Department of Epidemiology and Biostatistics, Institute of Basic Medical Sciences, Chinese Academy of Medical Sciences, School of Basic Medicine, Peking Union Medical College, Beijing, China.
PLoS One. 2018 Oct 3;13(10):e0204804. doi: 10.1371/journal.pone.0204804. eCollection 2018.
Cardiac autonomic neuropathy is a common but always overlooked. More convenient diagnostic methods are needed.
Cardiac autonomic neuropathy risk score evaluated by SUDOSCAN has a fine diagnostic efficacy detecting cardiac autonomic neuropathy.
This is a cross-sectional study among patients with diabetes mellitus. Subjects undertook SUDOSCAN tests and cardiac autonomic reflex tests, including heart rate variability due to Valsalva maneuver, heart rate response due to deep breathing and heart rate response due to standing up. Presenting 2 abnormal results was defined as cardiac autonomic neuropathy.
Subjects with cardiac autonomic neuropathy has significantly higher cardiac autonomic neuropathy risk score (32.88±1.60 vs 27.64±1.24,P = 0.010).

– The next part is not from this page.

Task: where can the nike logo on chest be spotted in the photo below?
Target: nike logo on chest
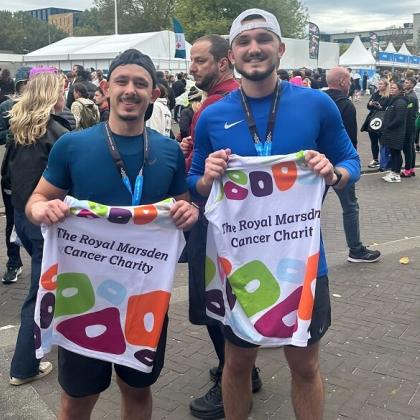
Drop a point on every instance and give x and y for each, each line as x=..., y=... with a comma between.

Cardiac autonomic neuropathy risk score was correlated significantly with the heart rate response due to deep breathing(P = 0.004). Multiple regression analysis including significant variables showed an independent association of cardiac autonomic neuropathy risk score and heart rate response due to deep breathing (P = 0.031) and age (P = 0.000). In receiver operating characteristic curve analysis evaluating the relationship between cardiac autonomic neuropathy risk score and cardiac autonomic neuropathy, The cut-off value was 20.5, with the sensitivity of 90.48%, the specificity of 29.5%, and the positive predictive value of 46.9%. In two-step diagnostic methods, Setting 20.5 as the cut-off value of cardiac autonomic neuropathy risk score and abnormal heart rate response due to standing up as the second diagnostic step's positive result, and setting 16.5 as the cut-off value of cardiac autonomic neuropathy risk score and abnormal heart rate response due to deep breathing as the second diagnostic step's positive result, both achieved good diagnostic efficacy.
Cardiac autonomic neuropathy risk score evaluated by SUDOSCAN is a good screening test for cardiac autonomic neuropathy. The two-step diagnostic methods could be considered as surrogate diagnostic methods.
心脏自主神经病变是一种常见但常常被忽视的疾病。需要更方便的诊断方法。
通过 SUDOSCAN 评估的心脏自主神经病变风险评分具有良好的诊断心脏自主神经病变的效果。
这是一项糖尿病患者的横断面研究。受试者进行了 SUDOSCAN 测试和心脏自主反射测试,包括瓦尔萨尔瓦动作引起的心率变异性、深呼吸引起的心率反应和站立引起的心率反应。出现 2 项异常结果定义为心脏自主神经病变。
心脏自主神经病变患者的心脏自主神经病变风险评分显著升高(32.88±1.60 比 27.64±1.24,P = 0.010)。心脏自主神经病变风险评分与深呼吸引起的心率反应显著相关(P = 0.004)。包括显著变量的多元回归分析显示,心脏自主神经病变风险评分与深呼吸引起的心率反应(P = 0.031)和年龄(P = 0.000)独立相关。在评估心脏自主神经病变风险评分与心脏自主神经病变之间关系的受试者工作特征曲线分析中,截断值为 20.5,敏感性为 90.48%,特异性为 29.5%,阳性预测值为 46.9%。在两步诊断方法中,将 20.5 作为心脏自主神经病变风险评分的截断值,将站立时异常心率反应作为第二步诊断的阳性结果,将 16.5 作为心脏自主神经病变风险评分的截断值,将深呼吸时异常心率反应作为第二步诊断的阳性结果,两种方法均具有良好的诊断效果。
通过 SUDOSCAN 评估的心脏自主神经病变风险评分是心脏自主神经病变的一种良好筛查试验。两步诊断方法可作为替代诊断方法。